Trump Campaign Manager Will Stay On Even If Convicted; Hires Stripper-Biting Lawyer

While it remains unclear how far, if anywhere, the lawsuit against Trump campaign manager Corey Lewandowski will go, who as reported earlier was charged with battery of former Breitbart reporter Michelle Fields during an altercation in early March, one thing is clear: he will remain in his post. According to The Hill, citing campaign spokeswoman Katrina Pierson, the Trump campaign “will stand by campaign manager Corey Lewandowski.”

“The allegation is that he grabbed her aggressively, nearly throwing her to the ground,” Pierson said. “That did not happen, its not on the video, and Mr. Lewandowski will be cleared of all charges.” When CNN host Wolf Blitzer asked whether Lewandowski would remain in his position if he did not “beat” the charge, Pierson said he would.

“Yes, absolutely. Mr Lewandowski is an integral part of this team, the camp wholeheartedly supports him and will see him through the entire ordeal,” she said.

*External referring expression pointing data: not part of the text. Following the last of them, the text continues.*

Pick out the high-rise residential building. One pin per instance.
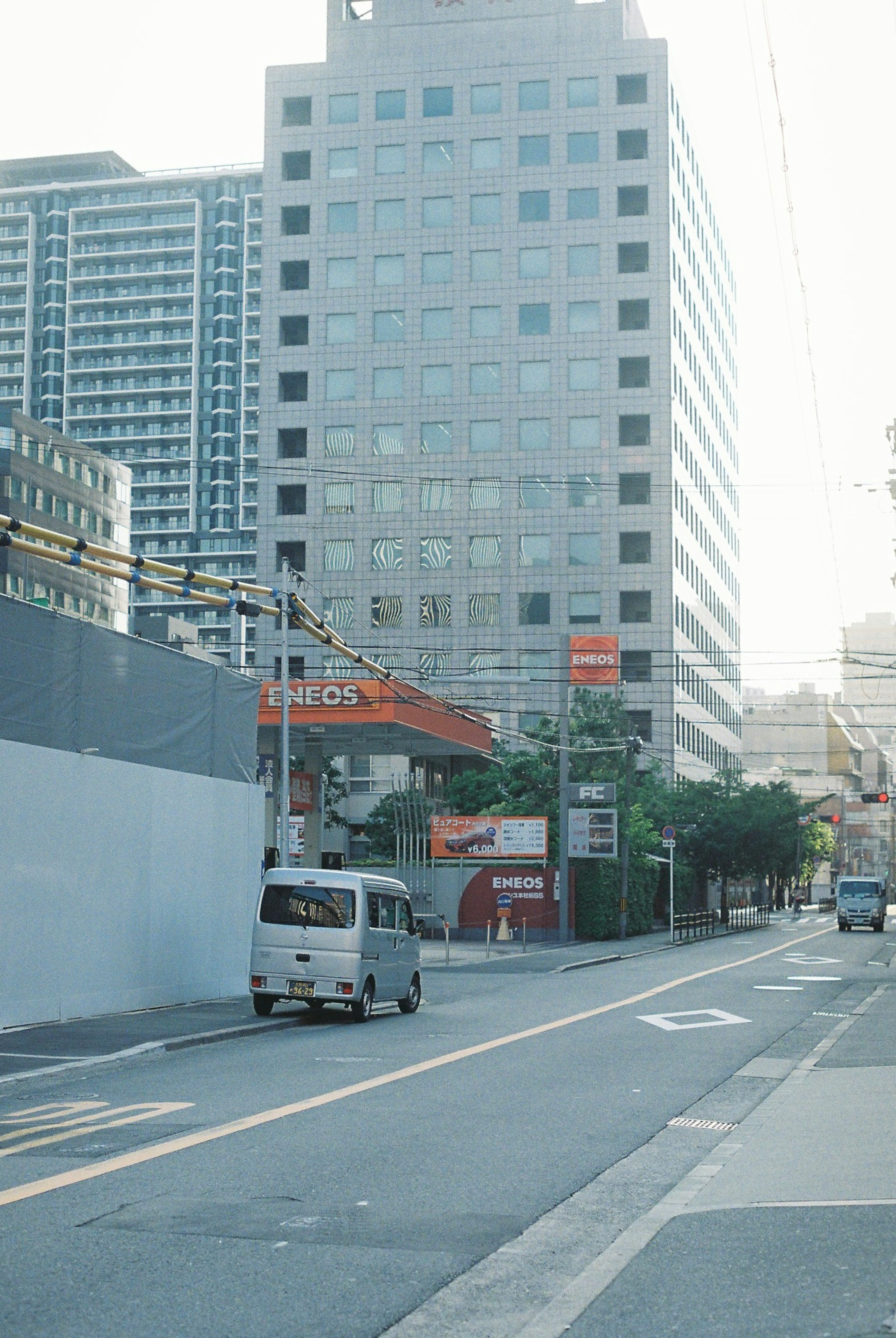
(499, 379)
(129, 320)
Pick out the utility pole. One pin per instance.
(565, 790)
(284, 718)
(633, 746)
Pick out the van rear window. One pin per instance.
(322, 908)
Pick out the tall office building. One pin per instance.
(498, 394)
(129, 320)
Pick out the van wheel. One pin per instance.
(362, 1011)
(413, 1003)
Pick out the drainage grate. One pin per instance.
(684, 1123)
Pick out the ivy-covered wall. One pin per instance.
(597, 897)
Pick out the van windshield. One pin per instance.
(322, 908)
(861, 888)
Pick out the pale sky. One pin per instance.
(186, 89)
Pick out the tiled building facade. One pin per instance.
(498, 394)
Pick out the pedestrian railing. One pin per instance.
(695, 925)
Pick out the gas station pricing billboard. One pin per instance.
(489, 838)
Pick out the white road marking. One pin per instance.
(715, 1016)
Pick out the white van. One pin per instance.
(331, 937)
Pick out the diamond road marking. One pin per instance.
(713, 1016)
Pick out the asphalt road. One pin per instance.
(351, 1191)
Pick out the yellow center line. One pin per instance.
(253, 1122)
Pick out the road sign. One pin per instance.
(596, 793)
(593, 833)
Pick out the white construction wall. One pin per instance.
(121, 886)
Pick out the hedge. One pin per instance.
(597, 897)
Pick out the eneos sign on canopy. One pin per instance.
(594, 660)
(489, 838)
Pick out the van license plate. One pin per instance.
(300, 989)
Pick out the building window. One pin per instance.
(390, 160)
(386, 611)
(632, 145)
(582, 204)
(435, 323)
(536, 319)
(390, 106)
(387, 496)
(585, 551)
(636, 667)
(298, 112)
(435, 438)
(634, 315)
(291, 500)
(388, 441)
(343, 162)
(630, 90)
(388, 271)
(294, 276)
(486, 437)
(435, 553)
(485, 100)
(534, 95)
(294, 331)
(388, 216)
(634, 490)
(634, 430)
(339, 498)
(339, 555)
(585, 607)
(438, 268)
(342, 328)
(536, 609)
(632, 201)
(388, 383)
(582, 93)
(633, 257)
(582, 148)
(634, 607)
(342, 272)
(438, 102)
(485, 551)
(534, 207)
(634, 546)
(298, 166)
(485, 494)
(485, 155)
(438, 212)
(344, 109)
(536, 551)
(296, 220)
(340, 386)
(439, 157)
(435, 611)
(294, 387)
(339, 442)
(292, 443)
(343, 219)
(485, 612)
(582, 261)
(387, 555)
(388, 327)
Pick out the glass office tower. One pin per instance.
(129, 320)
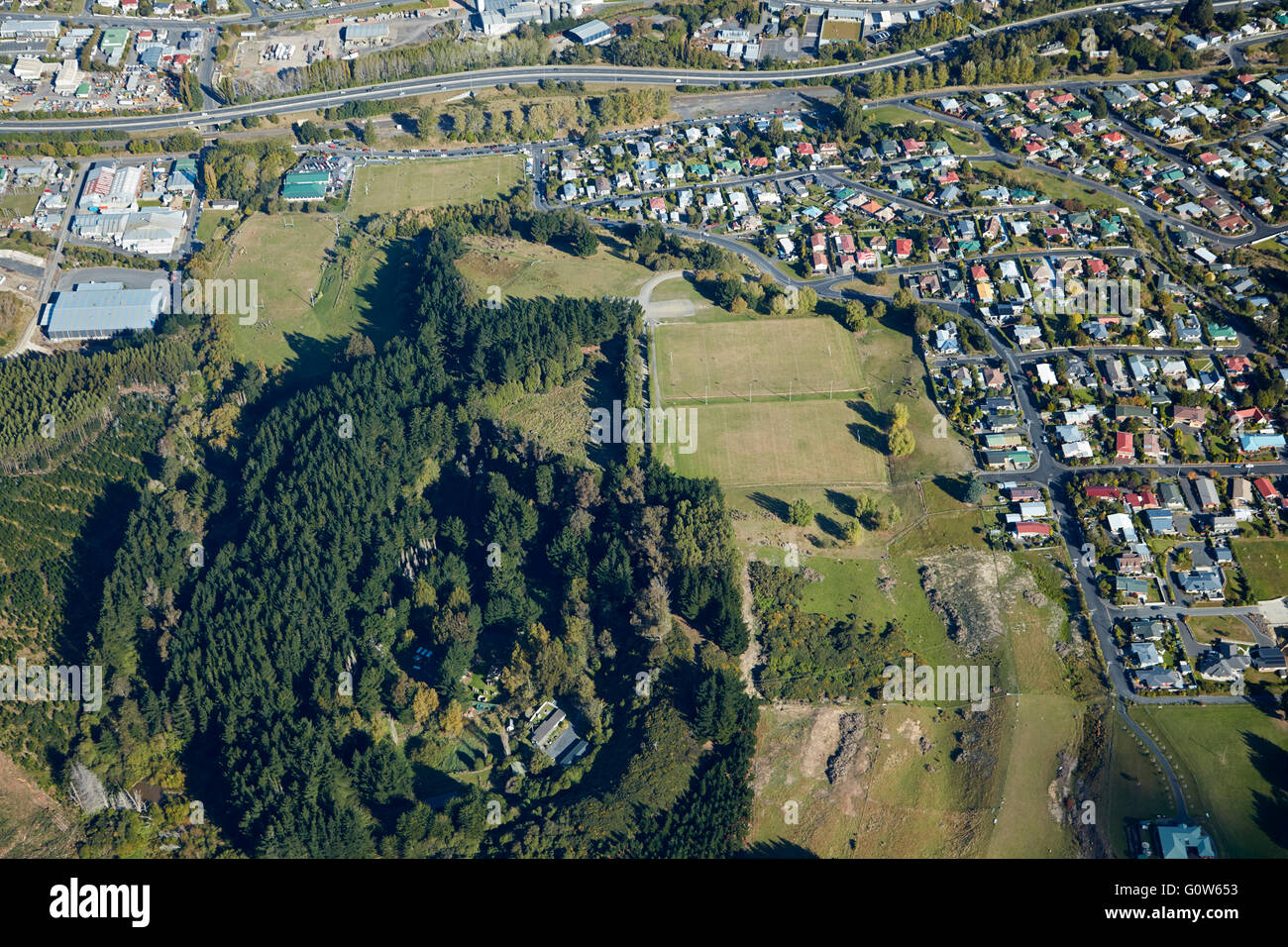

She added that it’s common for people to be “jostled or moved or hit” in media scrums both by campaign officials and members of the media, and compared the altercation to when she received a cut on her arm from a news camera during a scrum, and floated the possibility of restricting access to the press in response. 

“You could start suing networks now for slashing your arm with a camera, which happened in my case. This is absurd, it is ridiculous and it will be beat,” she said. “If anything, perhaps campaigns, particularly presidential campaigns, should begin to change the rules of the type of access the press gets from here on.”

Meanwhile, The Hill also reported that a lawyer representing Lewandowski resigned from his post as a U.S. attorney in 1996 after he allegedly bit a stripper at a Miami nightclub.

Kendall Coffey, who was appointed by President Clinton in 1993, stepped down after the Justice Department concluded an investigation into the nightclub incident, according to reports from the time. Coffey, a founding partner of the law firm Coffey Burlington, then returned to private practice. 

He was involved in the high-profile custody battle of Elian Gonzalez in 2000.

Additionally, Coffey’s law firm is representing Trump in a suit he brought against Doral, Fla., residents living near one of his golf courses. Trump is accusing the residents of chopping down trees on the course’s property.

All this assures that the media circus surrounding what is already the most entertaining presidential race in decades, is not going anywhere.